In the crowd are Timur, the old deposed and exiled Tartar King and Liù, the gentle and faithful slave-girl who chose to accompany him in his wanderings. When the girl calls for help for the old man who has been pushed, a young man comes forward to offer his assistance. It is Prince Calaf, Timur's son, who is also a fugitive in exile. They recognize each other and are reunited. As the execution procession advances, they exchange stories and Timur tells of his escape and Liù's generous assistance. When Calaf gratefully asks her the reason for such a sacrifice, Liù shyly reveals her secret: one day the Prince had smiled at her and since that day her life had been devoted to him. In the meantime the executioner sharpens the blade for the beheading and the crowd impatiently awaits the rising of the moon. At last a pale silver light in the sky and the procession leads the Prince of Persia to the place of execution.

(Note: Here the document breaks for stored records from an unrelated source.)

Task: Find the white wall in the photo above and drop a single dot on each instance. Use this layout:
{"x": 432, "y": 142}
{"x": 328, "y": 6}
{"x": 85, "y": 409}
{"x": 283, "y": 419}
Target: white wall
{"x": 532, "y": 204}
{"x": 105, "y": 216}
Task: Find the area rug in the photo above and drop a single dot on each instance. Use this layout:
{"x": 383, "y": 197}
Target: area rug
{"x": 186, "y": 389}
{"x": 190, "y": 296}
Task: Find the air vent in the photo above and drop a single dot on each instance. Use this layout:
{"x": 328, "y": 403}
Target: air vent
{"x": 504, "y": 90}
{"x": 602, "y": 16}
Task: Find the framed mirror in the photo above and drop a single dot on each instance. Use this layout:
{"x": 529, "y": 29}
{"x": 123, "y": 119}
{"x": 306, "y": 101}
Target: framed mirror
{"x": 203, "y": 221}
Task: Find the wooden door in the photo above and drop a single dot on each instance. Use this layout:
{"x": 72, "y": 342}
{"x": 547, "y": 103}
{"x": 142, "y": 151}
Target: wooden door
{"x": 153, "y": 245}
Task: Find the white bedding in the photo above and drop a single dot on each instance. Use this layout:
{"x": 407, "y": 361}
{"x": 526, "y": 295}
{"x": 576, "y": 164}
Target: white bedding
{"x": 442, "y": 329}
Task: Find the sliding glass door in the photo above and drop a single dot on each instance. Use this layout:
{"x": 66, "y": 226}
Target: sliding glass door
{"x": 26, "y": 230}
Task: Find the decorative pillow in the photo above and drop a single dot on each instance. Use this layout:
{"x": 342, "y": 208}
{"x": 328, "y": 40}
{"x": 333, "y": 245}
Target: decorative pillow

At the sight of such a young and good-looking prince, the crowd's thirst for blood turns to pity: it calls on Turandot to spare him. Calaf himself curses the Princess for her cruelty, but the moment she appears his indignation dies on his lips. In the moonlight the beautiful Turandot is a heavenly creature, and Calaf cannot help but rapturously express his wonder. With a mere gesture Turandot denies her pardon, and orders the execution to take place. The grim procession is resumed, and the crowd follows behind.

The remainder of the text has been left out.